Myanmar, not so long ago was an inspiration to democrats everywhere. Today it is back in the grip of a vicious military dictatorship. New democratic Myanmar failed to confront majoritarian supremacism. Bermen democracy fighters and the military united against the Rohingya people. The lady who won a Nobel Prize for her fight for human rights found herself on the same side as monk Ashin Wirathu as she defended the military’s brutal campaign against unarmed civilians.
Extremism though is an unappeasable beast. Myanmar’s democratic leaders bent over backwards to accommodate uniformed and civilian extremists, in vain. In February 2021 the military took over. Now the military is doing to Buddhist Bermen villages what it once did to Muslim Rohingya ones. According to Myanmar Witness, the military has carried out airstrikes in 10 out of 14 of the country’s administrative divisions. The Buddhist Bermen now call the military planes Monsters from the Sky. Meanwhile Wirathu is being honoured by the military with a prestigious national award.
Military and monks: the conflation is often seen in Sri Lanka’s North and East, claiming land for Sinhala-Buddhism by trying to set up temples in areas without a single Sinhala-Buddhist civilian. Three former military officers including General Jagath Dias, a retired army chief of staff, have gone to court against President Wickremesinghe’s order (sanctioned by the cabinet) to release land around the controversial Kurundi ruins to their previous cultivators.

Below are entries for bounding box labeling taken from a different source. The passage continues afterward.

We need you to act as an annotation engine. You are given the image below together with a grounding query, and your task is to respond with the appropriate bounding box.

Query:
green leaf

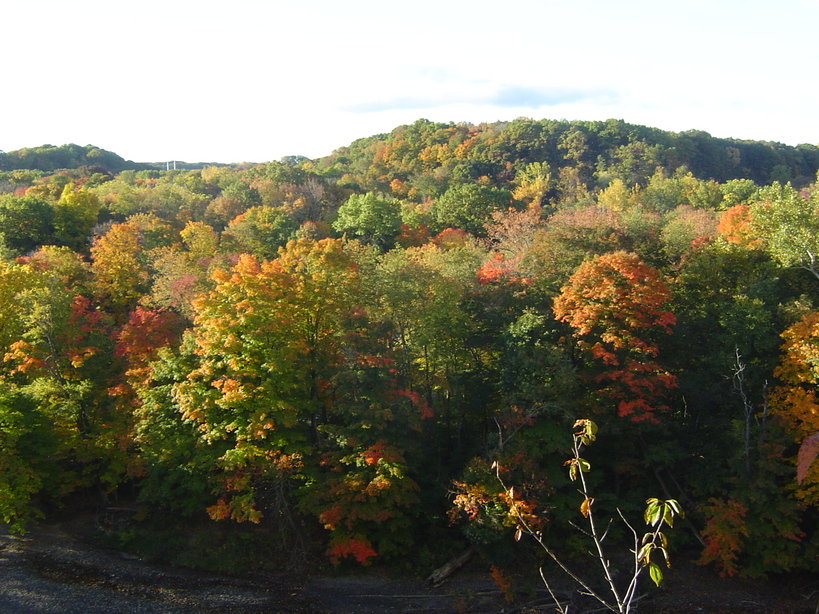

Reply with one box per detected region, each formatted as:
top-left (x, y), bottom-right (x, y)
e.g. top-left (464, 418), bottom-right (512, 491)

top-left (643, 499), bottom-right (661, 526)
top-left (666, 499), bottom-right (683, 517)
top-left (637, 543), bottom-right (654, 565)
top-left (648, 563), bottom-right (663, 586)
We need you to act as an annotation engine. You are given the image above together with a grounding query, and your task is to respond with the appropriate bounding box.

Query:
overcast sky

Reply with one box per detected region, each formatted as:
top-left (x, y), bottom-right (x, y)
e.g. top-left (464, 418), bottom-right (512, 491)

top-left (0, 0), bottom-right (819, 162)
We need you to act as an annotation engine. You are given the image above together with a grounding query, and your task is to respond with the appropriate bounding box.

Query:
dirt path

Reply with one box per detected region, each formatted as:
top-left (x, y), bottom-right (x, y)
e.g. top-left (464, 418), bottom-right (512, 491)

top-left (0, 525), bottom-right (502, 614)
top-left (0, 524), bottom-right (819, 614)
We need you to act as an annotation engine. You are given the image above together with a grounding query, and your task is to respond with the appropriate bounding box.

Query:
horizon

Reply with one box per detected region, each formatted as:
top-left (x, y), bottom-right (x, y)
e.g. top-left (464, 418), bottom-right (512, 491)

top-left (0, 0), bottom-right (819, 164)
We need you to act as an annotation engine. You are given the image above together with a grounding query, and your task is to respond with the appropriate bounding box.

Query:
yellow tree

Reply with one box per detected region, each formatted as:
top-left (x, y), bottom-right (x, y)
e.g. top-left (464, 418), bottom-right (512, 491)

top-left (772, 311), bottom-right (819, 505)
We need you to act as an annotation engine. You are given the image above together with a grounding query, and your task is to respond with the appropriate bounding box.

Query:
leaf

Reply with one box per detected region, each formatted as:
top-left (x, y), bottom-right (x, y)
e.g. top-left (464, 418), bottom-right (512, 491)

top-left (637, 542), bottom-right (654, 565)
top-left (643, 499), bottom-right (661, 526)
top-left (666, 499), bottom-right (684, 517)
top-left (663, 503), bottom-right (674, 527)
top-left (648, 563), bottom-right (663, 586)
top-left (796, 433), bottom-right (819, 484)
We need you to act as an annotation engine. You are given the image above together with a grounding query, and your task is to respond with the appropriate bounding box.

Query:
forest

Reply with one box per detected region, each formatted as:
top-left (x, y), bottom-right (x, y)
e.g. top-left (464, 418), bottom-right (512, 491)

top-left (0, 119), bottom-right (819, 588)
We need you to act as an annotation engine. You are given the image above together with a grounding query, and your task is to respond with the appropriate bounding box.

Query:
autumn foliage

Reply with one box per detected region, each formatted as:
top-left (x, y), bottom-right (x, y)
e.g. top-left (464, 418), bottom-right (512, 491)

top-left (554, 252), bottom-right (676, 422)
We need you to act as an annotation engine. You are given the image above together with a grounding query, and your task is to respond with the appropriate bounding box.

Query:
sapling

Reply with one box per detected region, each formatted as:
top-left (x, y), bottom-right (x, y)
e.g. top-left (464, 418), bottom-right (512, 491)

top-left (492, 419), bottom-right (682, 614)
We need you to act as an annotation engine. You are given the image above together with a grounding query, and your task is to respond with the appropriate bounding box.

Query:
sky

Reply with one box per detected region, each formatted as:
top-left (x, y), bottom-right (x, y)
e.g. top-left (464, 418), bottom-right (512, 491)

top-left (0, 0), bottom-right (819, 162)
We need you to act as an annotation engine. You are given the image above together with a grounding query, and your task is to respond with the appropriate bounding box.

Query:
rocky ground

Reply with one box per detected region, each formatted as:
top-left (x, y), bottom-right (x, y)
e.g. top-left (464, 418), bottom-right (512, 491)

top-left (0, 524), bottom-right (819, 614)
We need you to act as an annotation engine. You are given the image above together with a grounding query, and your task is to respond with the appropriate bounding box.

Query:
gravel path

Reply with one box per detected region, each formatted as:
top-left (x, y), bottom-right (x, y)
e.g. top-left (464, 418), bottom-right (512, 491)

top-left (0, 525), bottom-right (320, 614)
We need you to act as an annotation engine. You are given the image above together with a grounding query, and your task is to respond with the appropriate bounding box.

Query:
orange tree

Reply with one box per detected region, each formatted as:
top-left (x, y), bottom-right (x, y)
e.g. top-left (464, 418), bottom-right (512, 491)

top-left (554, 251), bottom-right (676, 422)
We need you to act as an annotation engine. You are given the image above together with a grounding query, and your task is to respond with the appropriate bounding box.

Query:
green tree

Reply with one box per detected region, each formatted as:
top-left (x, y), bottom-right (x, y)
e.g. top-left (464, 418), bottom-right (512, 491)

top-left (333, 192), bottom-right (401, 249)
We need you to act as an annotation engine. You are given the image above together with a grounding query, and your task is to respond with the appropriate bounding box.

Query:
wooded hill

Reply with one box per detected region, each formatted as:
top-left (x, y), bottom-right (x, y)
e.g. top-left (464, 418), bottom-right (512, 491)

top-left (0, 119), bottom-right (819, 575)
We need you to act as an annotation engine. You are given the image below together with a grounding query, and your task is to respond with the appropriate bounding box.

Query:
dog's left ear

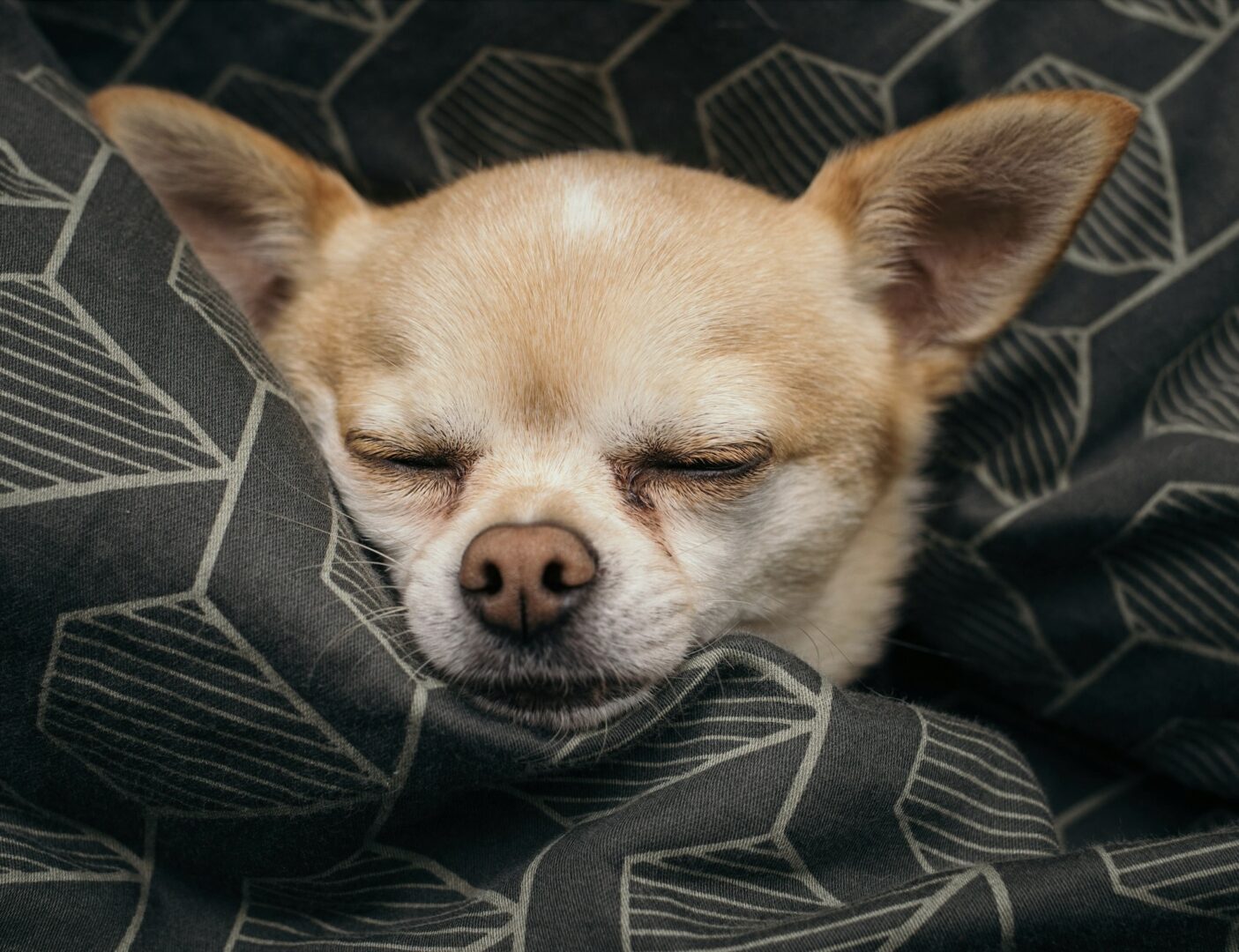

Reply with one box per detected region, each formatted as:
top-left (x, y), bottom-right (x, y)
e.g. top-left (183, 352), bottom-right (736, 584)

top-left (799, 92), bottom-right (1138, 396)
top-left (89, 86), bottom-right (367, 331)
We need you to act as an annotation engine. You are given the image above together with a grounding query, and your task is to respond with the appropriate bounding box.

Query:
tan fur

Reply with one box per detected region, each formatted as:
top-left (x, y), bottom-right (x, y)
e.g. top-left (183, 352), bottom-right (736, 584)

top-left (85, 88), bottom-right (1135, 725)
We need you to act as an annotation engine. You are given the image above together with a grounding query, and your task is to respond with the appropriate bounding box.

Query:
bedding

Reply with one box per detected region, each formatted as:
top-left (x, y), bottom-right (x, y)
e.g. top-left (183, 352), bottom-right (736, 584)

top-left (0, 0), bottom-right (1239, 952)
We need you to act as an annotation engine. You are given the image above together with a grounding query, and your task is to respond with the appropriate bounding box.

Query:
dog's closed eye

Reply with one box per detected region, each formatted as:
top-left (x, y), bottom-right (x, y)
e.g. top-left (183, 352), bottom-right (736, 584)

top-left (346, 432), bottom-right (476, 483)
top-left (613, 441), bottom-right (773, 506)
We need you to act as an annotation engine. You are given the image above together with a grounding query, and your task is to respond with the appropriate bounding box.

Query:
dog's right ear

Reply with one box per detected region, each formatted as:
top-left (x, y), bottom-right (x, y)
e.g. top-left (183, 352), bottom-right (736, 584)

top-left (89, 86), bottom-right (367, 330)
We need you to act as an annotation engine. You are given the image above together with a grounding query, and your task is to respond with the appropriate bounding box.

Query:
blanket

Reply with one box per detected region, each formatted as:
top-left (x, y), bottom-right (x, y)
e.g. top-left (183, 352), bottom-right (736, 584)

top-left (0, 0), bottom-right (1239, 952)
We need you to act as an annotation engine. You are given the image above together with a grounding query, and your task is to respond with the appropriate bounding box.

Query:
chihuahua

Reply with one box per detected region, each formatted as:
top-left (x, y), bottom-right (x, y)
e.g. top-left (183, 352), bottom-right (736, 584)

top-left (91, 86), bottom-right (1138, 726)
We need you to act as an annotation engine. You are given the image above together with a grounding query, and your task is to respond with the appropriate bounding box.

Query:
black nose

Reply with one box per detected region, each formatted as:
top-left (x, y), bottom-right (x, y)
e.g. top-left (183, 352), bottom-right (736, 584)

top-left (459, 524), bottom-right (599, 637)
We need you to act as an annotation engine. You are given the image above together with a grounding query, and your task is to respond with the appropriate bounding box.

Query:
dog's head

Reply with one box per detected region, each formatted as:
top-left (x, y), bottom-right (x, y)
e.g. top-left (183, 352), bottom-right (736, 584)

top-left (92, 88), bottom-right (1135, 723)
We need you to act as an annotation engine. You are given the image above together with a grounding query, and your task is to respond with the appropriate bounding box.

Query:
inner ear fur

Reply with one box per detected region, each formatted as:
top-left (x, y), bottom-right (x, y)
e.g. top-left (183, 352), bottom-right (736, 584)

top-left (801, 91), bottom-right (1140, 391)
top-left (89, 86), bottom-right (364, 330)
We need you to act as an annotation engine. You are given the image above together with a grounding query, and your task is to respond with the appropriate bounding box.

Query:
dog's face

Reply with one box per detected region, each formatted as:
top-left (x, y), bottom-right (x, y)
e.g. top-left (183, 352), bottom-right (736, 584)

top-left (93, 89), bottom-right (1132, 725)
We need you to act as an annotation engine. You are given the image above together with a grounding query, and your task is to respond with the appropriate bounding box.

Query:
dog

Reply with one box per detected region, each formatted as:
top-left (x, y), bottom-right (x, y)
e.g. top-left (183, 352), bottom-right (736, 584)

top-left (89, 86), bottom-right (1138, 728)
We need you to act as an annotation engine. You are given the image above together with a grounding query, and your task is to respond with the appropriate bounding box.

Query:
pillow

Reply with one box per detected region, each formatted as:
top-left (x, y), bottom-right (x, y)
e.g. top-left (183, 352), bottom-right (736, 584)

top-left (7, 0), bottom-right (1239, 952)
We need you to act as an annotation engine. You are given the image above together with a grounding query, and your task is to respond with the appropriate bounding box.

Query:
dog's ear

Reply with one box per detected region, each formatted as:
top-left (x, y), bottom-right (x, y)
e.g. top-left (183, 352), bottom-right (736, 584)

top-left (89, 86), bottom-right (365, 330)
top-left (801, 92), bottom-right (1138, 396)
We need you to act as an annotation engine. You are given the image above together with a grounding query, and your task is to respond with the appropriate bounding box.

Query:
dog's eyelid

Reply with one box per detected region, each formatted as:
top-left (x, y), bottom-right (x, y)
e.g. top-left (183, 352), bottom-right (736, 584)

top-left (627, 438), bottom-right (773, 478)
top-left (345, 429), bottom-right (477, 478)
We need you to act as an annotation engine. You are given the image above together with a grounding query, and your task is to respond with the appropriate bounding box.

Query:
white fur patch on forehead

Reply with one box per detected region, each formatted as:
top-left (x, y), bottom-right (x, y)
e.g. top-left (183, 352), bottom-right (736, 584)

top-left (564, 180), bottom-right (611, 236)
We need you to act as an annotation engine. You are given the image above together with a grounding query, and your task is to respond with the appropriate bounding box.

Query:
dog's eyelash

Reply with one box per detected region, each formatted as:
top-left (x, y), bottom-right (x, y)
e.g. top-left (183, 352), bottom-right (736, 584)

top-left (348, 437), bottom-right (472, 480)
top-left (643, 457), bottom-right (765, 477)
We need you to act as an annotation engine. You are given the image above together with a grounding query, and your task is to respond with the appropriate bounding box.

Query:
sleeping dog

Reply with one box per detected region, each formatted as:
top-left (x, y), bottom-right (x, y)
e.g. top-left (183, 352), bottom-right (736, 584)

top-left (91, 86), bottom-right (1138, 726)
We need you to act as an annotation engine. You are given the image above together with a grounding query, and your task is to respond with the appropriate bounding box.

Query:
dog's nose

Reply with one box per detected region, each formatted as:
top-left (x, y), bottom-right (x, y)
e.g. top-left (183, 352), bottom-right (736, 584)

top-left (459, 524), bottom-right (599, 636)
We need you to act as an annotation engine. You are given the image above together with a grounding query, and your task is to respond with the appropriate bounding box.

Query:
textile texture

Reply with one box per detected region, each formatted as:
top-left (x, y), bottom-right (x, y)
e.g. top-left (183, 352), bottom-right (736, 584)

top-left (0, 0), bottom-right (1239, 952)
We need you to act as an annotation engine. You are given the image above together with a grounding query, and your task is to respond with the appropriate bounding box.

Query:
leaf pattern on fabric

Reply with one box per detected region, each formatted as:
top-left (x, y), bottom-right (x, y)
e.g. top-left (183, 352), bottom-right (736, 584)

top-left (39, 596), bottom-right (386, 814)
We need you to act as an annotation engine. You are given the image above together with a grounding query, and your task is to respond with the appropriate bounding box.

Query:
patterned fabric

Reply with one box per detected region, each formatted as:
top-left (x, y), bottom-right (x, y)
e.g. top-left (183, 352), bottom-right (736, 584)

top-left (0, 0), bottom-right (1239, 952)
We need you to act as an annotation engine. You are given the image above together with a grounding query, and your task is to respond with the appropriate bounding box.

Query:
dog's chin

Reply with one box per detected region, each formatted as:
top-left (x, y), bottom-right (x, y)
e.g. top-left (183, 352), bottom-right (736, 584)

top-left (459, 679), bottom-right (651, 731)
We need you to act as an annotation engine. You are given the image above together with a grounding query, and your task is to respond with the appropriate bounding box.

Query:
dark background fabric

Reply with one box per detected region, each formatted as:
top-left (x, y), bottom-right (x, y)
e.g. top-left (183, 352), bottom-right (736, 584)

top-left (0, 0), bottom-right (1239, 951)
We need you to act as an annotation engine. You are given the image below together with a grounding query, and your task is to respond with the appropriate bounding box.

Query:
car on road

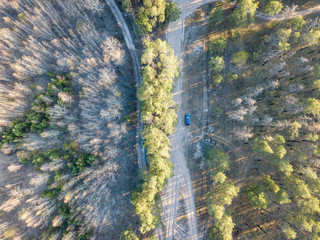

Bertrand Russell in his essay The Ancestry of Fascism highlights the correlation between changes of “intellectual temper” and changes in the “tone of politics”: “It is important to remember that political events very frequently take their colour from the speculation of an earlier time” (In Praise of Idleness). Knowingly or not, the likes of Sarath Weerasekara are creating the intellectual temper for a harsher, more unjust future and violent. Their words need to be taken with utmost seriousness as we mark the 40th Anniversary of Black July, for in them are the seeds of another harvest of blood.